While the women drift in and out as mere appendages or receptacles, the men primp and preen as any good-looking, rich, driven and merciless peacocks deserve to. Here are some shining examples of the self-actualised, self-confident men the pop psychs bemoan are all but lost today. They have all the assuredness poor Lester Burnham struggles for, all the can-do aggressiveness Tyler Durden's "generation raised by women" supposedly lack. And they're the sorriest excuses for humanity you'll see this side of an NAAWP rally, too busy in their self-indulgences to notice how their culture of rigid conformity and blind avarice attracts and energises your average narcissistic sociopath.
Where the first two flicks tried to take on the question "What's a poor boy to do these days?" and came up with "Be true to you" and "Fight/No, don't fight!" respectively (yawn), American Psycho asks instead "What kind of boys actually make it to the top?" The answer's not pretty, but it's real satire. It bites and draws blood. It dares to point fingers and name names. And it'll probably do the worst box office of all three, another marker sadly indicative of true satire.
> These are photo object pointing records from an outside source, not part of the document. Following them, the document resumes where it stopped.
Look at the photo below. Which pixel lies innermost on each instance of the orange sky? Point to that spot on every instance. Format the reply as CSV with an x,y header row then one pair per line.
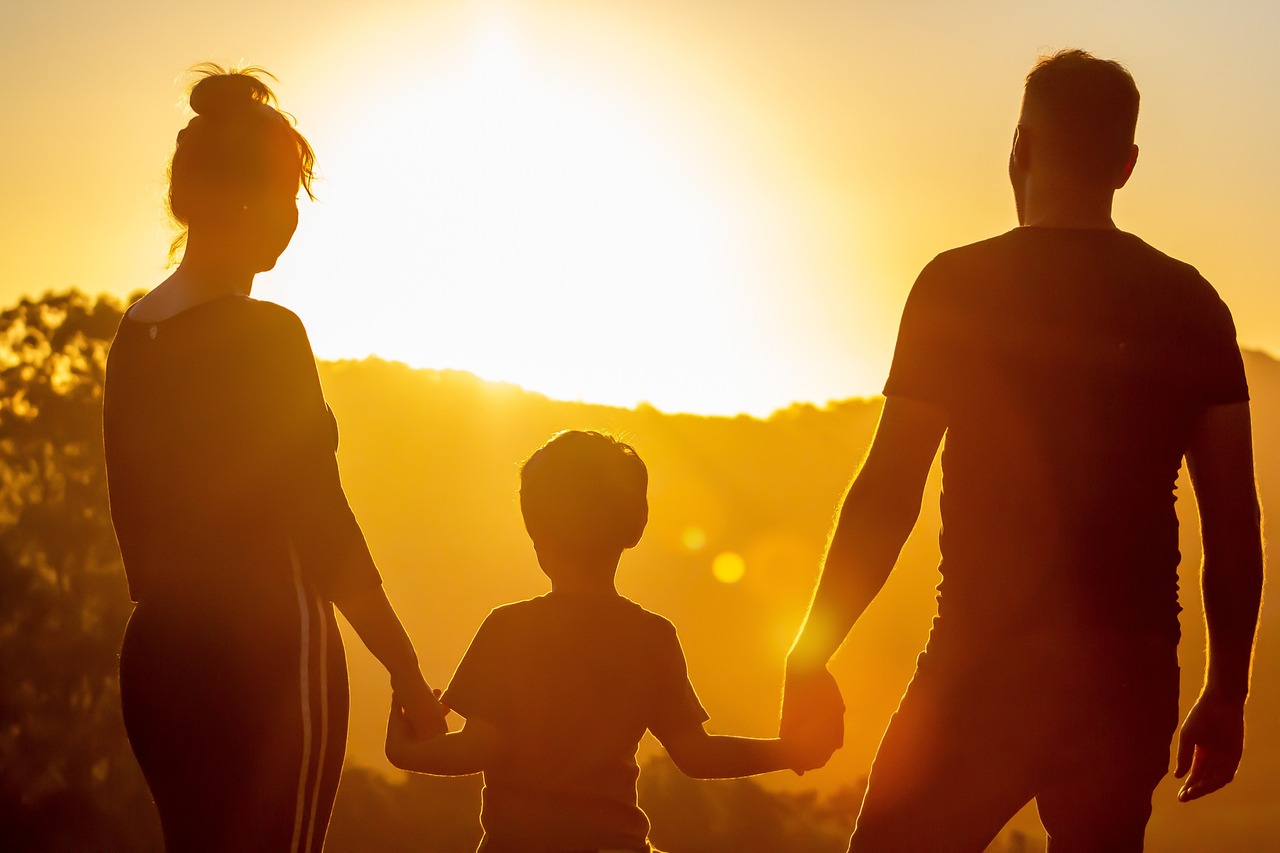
x,y
712,206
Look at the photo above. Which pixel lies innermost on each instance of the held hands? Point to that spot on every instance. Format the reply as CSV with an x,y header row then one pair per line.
x,y
1210,746
402,734
421,706
813,716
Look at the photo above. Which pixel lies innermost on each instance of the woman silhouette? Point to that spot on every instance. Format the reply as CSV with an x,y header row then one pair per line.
x,y
236,534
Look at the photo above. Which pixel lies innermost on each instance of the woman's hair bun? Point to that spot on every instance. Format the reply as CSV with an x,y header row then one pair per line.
x,y
222,91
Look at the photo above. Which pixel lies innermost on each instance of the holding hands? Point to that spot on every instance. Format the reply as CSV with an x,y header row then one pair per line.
x,y
813,716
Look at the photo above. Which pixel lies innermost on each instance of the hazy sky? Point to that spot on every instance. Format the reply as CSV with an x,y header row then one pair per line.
x,y
713,206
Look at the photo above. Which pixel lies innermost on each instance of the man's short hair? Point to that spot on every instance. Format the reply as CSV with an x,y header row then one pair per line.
x,y
584,492
1084,110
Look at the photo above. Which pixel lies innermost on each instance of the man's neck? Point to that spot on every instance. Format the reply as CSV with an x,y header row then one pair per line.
x,y
1066,206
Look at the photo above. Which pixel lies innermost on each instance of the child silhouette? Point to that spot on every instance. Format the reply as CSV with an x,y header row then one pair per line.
x,y
557,690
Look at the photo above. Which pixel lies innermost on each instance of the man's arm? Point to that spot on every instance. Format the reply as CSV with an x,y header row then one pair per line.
x,y
876,518
1220,460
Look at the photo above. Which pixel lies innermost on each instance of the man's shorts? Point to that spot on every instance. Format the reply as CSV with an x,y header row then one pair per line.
x,y
979,734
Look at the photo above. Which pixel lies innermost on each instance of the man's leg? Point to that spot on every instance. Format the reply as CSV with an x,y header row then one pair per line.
x,y
1111,752
952,766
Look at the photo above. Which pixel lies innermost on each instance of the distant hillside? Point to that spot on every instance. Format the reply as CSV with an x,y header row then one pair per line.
x,y
429,461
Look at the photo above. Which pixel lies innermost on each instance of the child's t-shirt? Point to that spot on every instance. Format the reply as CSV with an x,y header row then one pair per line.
x,y
572,682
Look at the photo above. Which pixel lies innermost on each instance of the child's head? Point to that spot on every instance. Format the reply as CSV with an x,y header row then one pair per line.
x,y
583,496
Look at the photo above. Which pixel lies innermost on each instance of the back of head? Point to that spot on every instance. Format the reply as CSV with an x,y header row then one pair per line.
x,y
238,145
1083,113
584,493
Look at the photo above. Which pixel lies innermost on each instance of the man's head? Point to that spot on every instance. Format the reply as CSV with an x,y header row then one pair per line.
x,y
1079,114
583,496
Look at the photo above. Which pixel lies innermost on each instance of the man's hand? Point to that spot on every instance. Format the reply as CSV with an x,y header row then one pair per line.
x,y
1210,746
813,715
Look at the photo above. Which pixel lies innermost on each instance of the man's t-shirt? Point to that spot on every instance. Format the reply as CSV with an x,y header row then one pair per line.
x,y
572,682
1072,365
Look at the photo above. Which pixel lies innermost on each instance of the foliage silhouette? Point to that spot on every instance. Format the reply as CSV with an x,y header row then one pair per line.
x,y
430,457
68,780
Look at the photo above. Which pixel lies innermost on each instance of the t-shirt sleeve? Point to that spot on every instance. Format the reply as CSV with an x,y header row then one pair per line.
x,y
1219,368
324,532
675,703
928,341
478,688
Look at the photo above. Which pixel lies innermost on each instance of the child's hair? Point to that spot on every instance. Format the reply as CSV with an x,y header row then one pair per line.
x,y
237,145
584,492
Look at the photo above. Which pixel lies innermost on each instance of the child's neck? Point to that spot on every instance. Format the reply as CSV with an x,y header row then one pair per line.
x,y
574,585
577,573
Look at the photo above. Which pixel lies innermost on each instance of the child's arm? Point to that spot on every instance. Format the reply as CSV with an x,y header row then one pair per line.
x,y
705,756
457,753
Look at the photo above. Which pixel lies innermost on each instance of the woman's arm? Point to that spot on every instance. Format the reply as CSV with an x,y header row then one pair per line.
x,y
380,630
457,753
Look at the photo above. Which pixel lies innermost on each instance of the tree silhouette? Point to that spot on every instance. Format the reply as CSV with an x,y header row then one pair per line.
x,y
67,778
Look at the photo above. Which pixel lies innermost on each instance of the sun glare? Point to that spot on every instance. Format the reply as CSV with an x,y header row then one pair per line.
x,y
512,215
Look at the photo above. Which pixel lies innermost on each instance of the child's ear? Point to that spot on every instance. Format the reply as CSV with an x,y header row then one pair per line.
x,y
639,529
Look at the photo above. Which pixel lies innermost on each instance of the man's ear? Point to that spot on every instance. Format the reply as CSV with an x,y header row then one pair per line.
x,y
1019,153
1128,167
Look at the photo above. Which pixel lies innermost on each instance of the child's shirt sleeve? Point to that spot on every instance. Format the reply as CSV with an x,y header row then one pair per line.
x,y
479,688
675,702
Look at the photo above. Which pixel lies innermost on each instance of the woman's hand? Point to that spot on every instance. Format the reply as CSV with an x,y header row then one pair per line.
x,y
419,706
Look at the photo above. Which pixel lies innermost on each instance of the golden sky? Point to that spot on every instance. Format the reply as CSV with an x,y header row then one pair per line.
x,y
713,206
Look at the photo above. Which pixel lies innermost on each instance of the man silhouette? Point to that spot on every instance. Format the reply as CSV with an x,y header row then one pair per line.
x,y
1072,368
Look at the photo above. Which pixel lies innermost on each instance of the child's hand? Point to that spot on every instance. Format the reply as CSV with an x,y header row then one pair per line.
x,y
421,705
813,716
810,749
401,733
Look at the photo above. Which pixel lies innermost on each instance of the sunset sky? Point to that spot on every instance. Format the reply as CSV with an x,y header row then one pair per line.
x,y
713,206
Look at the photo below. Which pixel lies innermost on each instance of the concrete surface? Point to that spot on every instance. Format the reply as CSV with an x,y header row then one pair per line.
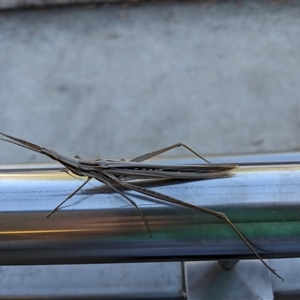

Who likes to get told how fucked up they are?
Maybe it took a woman to get the distance necessary to make a truly biting satire about men and their egos. The male directors of American Beauty and Fight Club are obviously too enamoured with their heroes to take any real shots at them. But if you feel pumped and ready for a swift, well-aimed kick in the nuts, let American Psycho show you what lurks at the dark heart of the Male Power Fantasy. Will it make you feel any better about the masculine mystique? Nope. What's the matter, pantywaist? Can't take it like a Man?